Here's an example of implementing Protokol support for simple Model
class with single property of
Map<Int, String>
type:
class Model(var params: Map<Int, String>)
object ModelProtokolObject : ProtokolObject<Model> {
override val protokol: Protokol.(Model) -> Unit = {
with(it) {
MAP(::params, SimpleMapEntryProtokolObject)
}
}
override fun create() = Model(emptyMap())
}
object SimpleMapEntryProtokolObject : ProtokolObject<ProtokolMapEntry<Int, String>> {
override val protokol: Protokol.(ProtokolMapEntry<Int, String>) -> Unit = {
with(it) {
INT(::key)
STRING(::value)
}
}
override fun create(): ProtokolMapEntry<Int, String> = ProtokolMapEntry(0, "")
}
The SimpleMapEntryProtokolObject
above defines serializaton of key: K
and value: V
properties of
ProtokolMapEntry<K, V>
class.
ByteArrayProtokolCodec
class offers two convenience methods to directly encode/decode instances of Map<K, V>
without a need for containing class and its ProtokolObject
(such as Model
and ModelProtokolObject
):
fun <K, V> encodeMap(value: Map<K, V>, po: ProtokolObject<ProtokolMapEntry<K, V>>): ByteArray
fun <K, V> decodeMap(bytes: ByteArray, po: ProtokolObject<ProtokolMapEntry<K, V>>): Map<K, V>
This is how you can use ByteArrayProtokolCodec
class to directly encode/decode instance of Map<Int, String>
:
val input: Map<Int, String> = mapOf(1 to "one", 2 to "two", 3 to "three")
val bytes: ByteArray = ByteArrayProtokolCodec.encodeMap(input, SimpleMapEntryProtokolObject)
val output: Map<Int, String> = ByteArrayProtokolCodec.decodeMap(bytes, SimpleMapEntryProtokolObject)
Here's an example of Protokol support for complex Map<String, Data?>
type that allows nullable values of complex
type (this is because OBJECT
declaration supports null
values):
data class Data(var id: Int = 0, var name: String = "", var flag: Boolean = false)
object DataProtokolObject : ProtokolObject<Data> {
override val protokol: Protokol.(Data) -> Unit = {
with(it) {
INT(::id)
STRING(::name)
BOOLEAN(::flag)
}
}
override fun create() = Data()
}
object DataMapEntryProtokolObject : ProtokolObject<ProtokolMapEntry<String, Data?>> {
override val protokol: Protokol.(ProtokolMapEntry<String, Data?>) -> Unit = {
with(it) {
STRING(::key)
OBJECT(::value, DataProtokolObject)
}
}
override fun create(): ProtokolMapEntry<String, Data?> = ProtokolMapEntry("", null)
}
To parse field of ByteArray
, String
, List<T>
or Map<K, V>
type the parser must know its size, that is how many
bytes or collection's elements will follow.

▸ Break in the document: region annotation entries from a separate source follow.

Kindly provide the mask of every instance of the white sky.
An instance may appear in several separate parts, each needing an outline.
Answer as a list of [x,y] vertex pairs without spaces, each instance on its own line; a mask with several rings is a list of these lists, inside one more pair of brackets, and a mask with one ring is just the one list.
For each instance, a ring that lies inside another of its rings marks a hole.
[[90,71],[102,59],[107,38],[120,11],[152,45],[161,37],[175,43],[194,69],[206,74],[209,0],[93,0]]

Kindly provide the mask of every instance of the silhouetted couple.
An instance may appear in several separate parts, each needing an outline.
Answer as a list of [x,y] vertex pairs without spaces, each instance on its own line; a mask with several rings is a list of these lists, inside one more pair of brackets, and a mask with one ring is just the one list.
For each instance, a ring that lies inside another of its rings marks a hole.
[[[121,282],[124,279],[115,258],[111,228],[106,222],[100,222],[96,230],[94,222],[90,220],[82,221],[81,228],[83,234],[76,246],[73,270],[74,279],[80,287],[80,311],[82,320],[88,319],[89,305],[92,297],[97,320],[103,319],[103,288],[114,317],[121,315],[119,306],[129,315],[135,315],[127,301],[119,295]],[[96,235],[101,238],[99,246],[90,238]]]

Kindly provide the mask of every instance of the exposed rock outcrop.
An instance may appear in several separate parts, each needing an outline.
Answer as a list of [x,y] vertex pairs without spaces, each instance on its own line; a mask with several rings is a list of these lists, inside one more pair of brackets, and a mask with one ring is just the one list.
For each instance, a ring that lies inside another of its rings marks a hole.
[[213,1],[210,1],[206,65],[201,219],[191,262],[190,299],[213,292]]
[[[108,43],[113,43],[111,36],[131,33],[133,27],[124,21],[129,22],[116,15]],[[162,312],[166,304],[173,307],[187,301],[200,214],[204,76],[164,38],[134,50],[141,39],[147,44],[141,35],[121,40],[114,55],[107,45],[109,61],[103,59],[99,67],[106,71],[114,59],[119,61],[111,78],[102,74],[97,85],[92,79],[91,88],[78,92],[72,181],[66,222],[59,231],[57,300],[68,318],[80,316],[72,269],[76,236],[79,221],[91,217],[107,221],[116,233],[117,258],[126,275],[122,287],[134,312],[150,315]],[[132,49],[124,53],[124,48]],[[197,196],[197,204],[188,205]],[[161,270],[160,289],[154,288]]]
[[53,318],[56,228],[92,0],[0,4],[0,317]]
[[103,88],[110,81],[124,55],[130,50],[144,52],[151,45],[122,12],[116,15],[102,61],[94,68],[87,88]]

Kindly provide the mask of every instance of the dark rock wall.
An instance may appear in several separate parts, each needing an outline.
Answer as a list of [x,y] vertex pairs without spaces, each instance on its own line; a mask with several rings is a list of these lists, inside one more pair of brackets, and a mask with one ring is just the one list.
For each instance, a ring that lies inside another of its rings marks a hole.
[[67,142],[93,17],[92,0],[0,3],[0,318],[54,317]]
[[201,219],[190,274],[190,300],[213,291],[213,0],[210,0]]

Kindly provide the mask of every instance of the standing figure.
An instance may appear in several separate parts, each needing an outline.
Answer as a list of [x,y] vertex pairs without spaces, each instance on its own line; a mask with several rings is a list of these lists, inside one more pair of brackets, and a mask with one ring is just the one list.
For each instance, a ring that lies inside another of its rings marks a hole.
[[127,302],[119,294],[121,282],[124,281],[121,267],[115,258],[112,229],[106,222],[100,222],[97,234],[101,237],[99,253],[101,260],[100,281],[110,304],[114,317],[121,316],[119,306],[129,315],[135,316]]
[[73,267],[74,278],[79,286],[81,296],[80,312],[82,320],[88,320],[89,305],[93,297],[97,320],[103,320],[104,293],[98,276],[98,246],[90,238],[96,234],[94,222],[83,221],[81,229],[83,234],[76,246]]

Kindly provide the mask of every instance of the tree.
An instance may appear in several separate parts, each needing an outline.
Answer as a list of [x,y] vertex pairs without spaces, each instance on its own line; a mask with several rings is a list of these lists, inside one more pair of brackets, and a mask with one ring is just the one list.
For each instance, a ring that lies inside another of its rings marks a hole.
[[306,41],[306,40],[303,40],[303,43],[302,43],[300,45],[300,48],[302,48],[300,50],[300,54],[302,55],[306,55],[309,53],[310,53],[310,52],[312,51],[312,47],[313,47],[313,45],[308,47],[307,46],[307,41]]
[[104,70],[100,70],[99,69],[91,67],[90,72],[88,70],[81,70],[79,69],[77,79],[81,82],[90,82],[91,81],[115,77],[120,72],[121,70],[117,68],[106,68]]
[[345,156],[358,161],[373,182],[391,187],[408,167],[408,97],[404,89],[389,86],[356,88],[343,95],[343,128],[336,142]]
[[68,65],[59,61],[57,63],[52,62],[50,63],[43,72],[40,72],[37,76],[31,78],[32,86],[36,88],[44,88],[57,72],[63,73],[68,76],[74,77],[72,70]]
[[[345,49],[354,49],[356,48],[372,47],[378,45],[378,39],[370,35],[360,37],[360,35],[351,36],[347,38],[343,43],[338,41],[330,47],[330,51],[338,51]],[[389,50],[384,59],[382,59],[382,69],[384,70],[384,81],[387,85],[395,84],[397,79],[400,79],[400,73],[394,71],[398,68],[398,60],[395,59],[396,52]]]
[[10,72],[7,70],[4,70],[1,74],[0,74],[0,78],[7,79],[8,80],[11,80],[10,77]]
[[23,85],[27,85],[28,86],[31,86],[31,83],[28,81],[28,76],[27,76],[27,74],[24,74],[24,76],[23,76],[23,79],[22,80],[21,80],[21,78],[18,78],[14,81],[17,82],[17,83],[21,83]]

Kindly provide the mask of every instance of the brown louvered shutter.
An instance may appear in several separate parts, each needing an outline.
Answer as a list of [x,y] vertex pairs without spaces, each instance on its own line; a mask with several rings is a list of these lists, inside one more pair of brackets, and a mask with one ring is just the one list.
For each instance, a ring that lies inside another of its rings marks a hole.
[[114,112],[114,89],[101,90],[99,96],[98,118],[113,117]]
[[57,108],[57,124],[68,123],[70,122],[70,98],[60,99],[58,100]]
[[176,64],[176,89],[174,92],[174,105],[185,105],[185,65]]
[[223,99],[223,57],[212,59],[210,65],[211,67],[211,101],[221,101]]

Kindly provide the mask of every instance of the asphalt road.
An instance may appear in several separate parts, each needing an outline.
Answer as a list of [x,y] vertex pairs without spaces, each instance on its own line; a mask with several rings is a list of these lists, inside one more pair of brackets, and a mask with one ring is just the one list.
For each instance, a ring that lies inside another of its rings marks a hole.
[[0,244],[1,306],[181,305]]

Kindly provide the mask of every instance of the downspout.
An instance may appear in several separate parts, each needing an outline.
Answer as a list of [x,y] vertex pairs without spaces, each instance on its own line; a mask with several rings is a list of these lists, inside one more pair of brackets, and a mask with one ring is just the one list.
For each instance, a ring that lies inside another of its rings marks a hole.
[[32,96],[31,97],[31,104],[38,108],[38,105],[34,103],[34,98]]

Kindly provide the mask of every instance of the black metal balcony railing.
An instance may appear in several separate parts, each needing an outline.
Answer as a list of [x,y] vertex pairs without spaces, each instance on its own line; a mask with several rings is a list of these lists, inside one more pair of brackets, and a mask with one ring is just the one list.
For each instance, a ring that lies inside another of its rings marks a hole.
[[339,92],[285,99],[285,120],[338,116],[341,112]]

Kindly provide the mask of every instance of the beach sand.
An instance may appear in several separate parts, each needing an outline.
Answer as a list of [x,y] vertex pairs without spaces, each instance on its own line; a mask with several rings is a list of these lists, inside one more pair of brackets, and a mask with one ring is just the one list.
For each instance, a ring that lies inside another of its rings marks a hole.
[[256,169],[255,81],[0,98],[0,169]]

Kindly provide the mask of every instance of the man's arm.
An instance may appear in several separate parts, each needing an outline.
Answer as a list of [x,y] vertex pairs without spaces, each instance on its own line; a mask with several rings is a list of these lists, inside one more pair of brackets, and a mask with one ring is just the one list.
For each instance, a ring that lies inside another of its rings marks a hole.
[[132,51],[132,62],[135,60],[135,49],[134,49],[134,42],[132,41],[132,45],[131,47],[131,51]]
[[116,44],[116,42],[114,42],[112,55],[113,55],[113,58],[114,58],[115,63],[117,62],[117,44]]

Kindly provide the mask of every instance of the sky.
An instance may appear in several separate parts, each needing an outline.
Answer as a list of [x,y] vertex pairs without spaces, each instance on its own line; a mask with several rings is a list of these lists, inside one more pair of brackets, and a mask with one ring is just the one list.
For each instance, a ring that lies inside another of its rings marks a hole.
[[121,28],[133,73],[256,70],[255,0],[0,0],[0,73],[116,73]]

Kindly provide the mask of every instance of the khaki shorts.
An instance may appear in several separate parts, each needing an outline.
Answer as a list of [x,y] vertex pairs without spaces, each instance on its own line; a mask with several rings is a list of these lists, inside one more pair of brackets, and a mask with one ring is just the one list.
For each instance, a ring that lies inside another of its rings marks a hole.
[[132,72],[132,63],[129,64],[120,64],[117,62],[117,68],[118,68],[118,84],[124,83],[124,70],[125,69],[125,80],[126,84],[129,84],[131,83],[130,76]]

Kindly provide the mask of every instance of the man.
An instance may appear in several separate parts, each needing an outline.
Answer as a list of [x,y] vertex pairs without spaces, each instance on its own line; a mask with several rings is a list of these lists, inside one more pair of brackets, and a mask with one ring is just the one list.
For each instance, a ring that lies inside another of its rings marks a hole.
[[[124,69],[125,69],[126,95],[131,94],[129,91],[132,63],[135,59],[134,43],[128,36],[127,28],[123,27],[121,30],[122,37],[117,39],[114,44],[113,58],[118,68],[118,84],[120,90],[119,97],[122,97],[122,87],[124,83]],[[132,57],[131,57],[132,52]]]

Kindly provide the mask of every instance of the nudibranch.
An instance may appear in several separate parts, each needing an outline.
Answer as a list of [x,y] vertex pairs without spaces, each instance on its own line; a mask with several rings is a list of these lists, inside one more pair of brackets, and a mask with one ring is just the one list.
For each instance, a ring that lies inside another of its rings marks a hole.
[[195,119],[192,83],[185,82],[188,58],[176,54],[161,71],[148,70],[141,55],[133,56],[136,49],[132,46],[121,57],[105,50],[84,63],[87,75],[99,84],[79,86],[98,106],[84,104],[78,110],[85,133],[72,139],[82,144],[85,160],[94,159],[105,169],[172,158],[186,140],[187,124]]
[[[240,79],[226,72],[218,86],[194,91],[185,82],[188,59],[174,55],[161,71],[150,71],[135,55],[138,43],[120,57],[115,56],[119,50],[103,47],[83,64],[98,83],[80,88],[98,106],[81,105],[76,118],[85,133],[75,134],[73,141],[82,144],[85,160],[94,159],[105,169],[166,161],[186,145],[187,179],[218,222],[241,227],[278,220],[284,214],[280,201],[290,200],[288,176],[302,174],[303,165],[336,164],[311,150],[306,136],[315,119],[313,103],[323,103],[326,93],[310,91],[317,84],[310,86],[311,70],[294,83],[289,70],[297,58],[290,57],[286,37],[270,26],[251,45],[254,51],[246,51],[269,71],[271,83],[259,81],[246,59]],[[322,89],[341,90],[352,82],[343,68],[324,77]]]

For this, Protokol encodes Int
number representing size as prefix
byte(s) to ByteArray
or List
data using Variable Length Encoding. VLE uses either a single byte to encode sizes
up to 127, or four bytes for sizes up to 2147483648 (2^31).
To know how many bytes encode size, parser parses first byte and checks its highest bit (#7). If that bit is zero, then size is encoded with single (same) byte using remaining 7 bits. Otherwise, three more bytes are parsed, so the size is encoded with 4 bytes using remaining 31 bits.
VLE is especially useful for efficient encoding of many small strings (in Protokol backing type for serialized
String
is ByteArray
) and lists. If size of string's byte array or list is less than 128, it only takes extra
byte to encode it. Also, VLE naturally allows encoding of empty strings and lists using single zero byte.